We drive home with a detour at Slim Chickens drive-thru and get home just in time to say hi, from afar, to Mas before he leaves to go to Matt, Kimberly, & posse house for the night. That wasn’t the plan but vacating our home with Luke having a positive flu test, Mason coming home from school (Mas is so good, we have distanced and he showers immediately when he gets home, to keep Luke and I as safe as possible) I thought was the best idea until we maybe figured out what this all means. Our Ant Ancy flew in today too to help us all too, thank goodness! Ant Ancy Medicine is ALMOST as good as Morgan Medicine. I sent her to Casa Van Auken as well.

I get a call from BMT coordinator and basically says, don’t come on Monday (to check-in) as transplant will be delayed another week. We don’t know after that what it all looks like. Dr. Winters (Luke’s angel head ONC doc) and Dr. Kohler (Luke’s soon to be angel transplant doc) are going to put their heads together and figure out what is best moving forward. There is discussion that Luke may have to do some maintenance chemo during this time since we have had to delay transplant. I will repeat, I have 100% complete trust and confidence in Luke’s team. So this may not make much sense. I will HURT someone if Luke has to do maintenance chemo while waiting.  HURT. I will throw my body over his and protect him like I used to throw my body when I was younger having a temper tantrum. I promise I will protect him any way I have to. So now, we wait. GG, Ant Ancy, and Mas will head back over in the morning. We will stay safe and practice safe isolation.
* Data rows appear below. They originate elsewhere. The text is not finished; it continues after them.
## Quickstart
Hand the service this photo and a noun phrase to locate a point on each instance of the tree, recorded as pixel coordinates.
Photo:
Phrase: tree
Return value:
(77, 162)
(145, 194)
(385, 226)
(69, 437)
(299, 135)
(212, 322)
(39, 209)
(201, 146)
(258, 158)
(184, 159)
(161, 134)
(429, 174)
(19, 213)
I very tactfully and empathetically discuss the frustration Luke and I both have with today’s clusterfuck. I did use the word clusterfuck, but in a way that is not blameful or angry but very frustrated. Here are a few of the questions I ask:

“How can we prevent a day like today happening again? Luke came in to be cleared yet tests were not ordered, cleared, correctly planned for, to adequately clear Luke.”

“Last week you said we have a buffer of time built in for delays like this. Now we have another delay, what is our cut off time for that buffer?”

“We spent Luke’s entire day going around and around, in the hospital, where we pretty much live anyways. When we come back next week for a check-up, whenever, how can this not be repeated?”

All that water I drank for my lab tests earlier this week, is turning into wine tonight.

We will persevere. God has us covered. Thanks for keeping up.